The Maritime Heart Center (MHC) Cardiac Surgery Registry captures pre-operative, intra-operative and in-hospital post-operative clinical variables including mortality and morbidity for all patients undergoing cardiac surgery at the QEII Health Sciences Centre in Nova Scotia, Canada. Pre-operative variables included age, sex, body mass index (BMI), smoking history, diabetes, hypercholesterolemia, hypertension, peripheral and/or cerebrovascular disease, chronic obstructive pulmonary disease, left ventricular ejection fraction (EF), myocardial infarction within 21 days prior to surgery, urgency of surgery (urgent patients required surgery within 24 hours, in-house patients were waiting in-hospital, elective patients were waiting at home), prior percutaneous coronary intervention, left main stenosis >50%, and number of diseased vessels. In-hospital outcomes included all-cause mortality, stroke (neurological deficit persisting at time of hospital discharge), peak troponin T, deep sternal wound infection, mechanical ventilation >24 hours, and postoperative length of stay in hospital >9 days. Aortic cross-clamp time was also reported.

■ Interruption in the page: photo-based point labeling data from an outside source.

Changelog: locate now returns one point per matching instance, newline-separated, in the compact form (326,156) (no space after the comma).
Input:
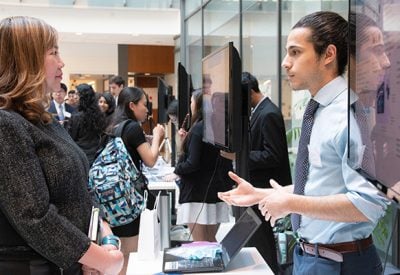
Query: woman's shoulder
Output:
(198,128)
(11,119)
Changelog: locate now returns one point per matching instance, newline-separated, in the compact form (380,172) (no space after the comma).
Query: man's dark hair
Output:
(251,81)
(173,108)
(358,23)
(64,87)
(328,28)
(117,80)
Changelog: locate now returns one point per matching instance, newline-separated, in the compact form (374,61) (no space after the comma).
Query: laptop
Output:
(233,242)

The TAG and LIMA+SVG groups were compared using Chi-square or Fisher’s exact tests for categorical variables, two-tailed t-tests for continuous variables that were normally distributed, and Wilcoxon rank sum tests for continuous variables that did not have a normal distribution.
One of the primary objectives was > 20% recruitment of patients into the randomized trial. Patient eligibility was based on inclusion and exclusion criteria and assignment to participating surgeons. This allowed for the creation of a predictive model capable to identify factors that predicted use of TAG. Design variables were created for reference level coding of categorical variables with more than two levels. For the multivariable analysis, candidate variables were selected based on clinical relevance or a significance of bivariate association with p value <0.2. A non-parsimonious logistic regression model was developed to identify the predictors of receiving TAG. The area under the receiver operating characteristic (ROC) curve was used to assess predictive accuracy of the model. A bootstrap procedure was used to obtain 1000 subsamples with replacement. The 2.5th and 97.5th percentiles of the bootstrap distribution were then used to determine the 95% Confidence Interval (CI) of the ROC.
All statistical analyses were performed using the SAS software package version 9.2 (SAS, Cary, North Carolina).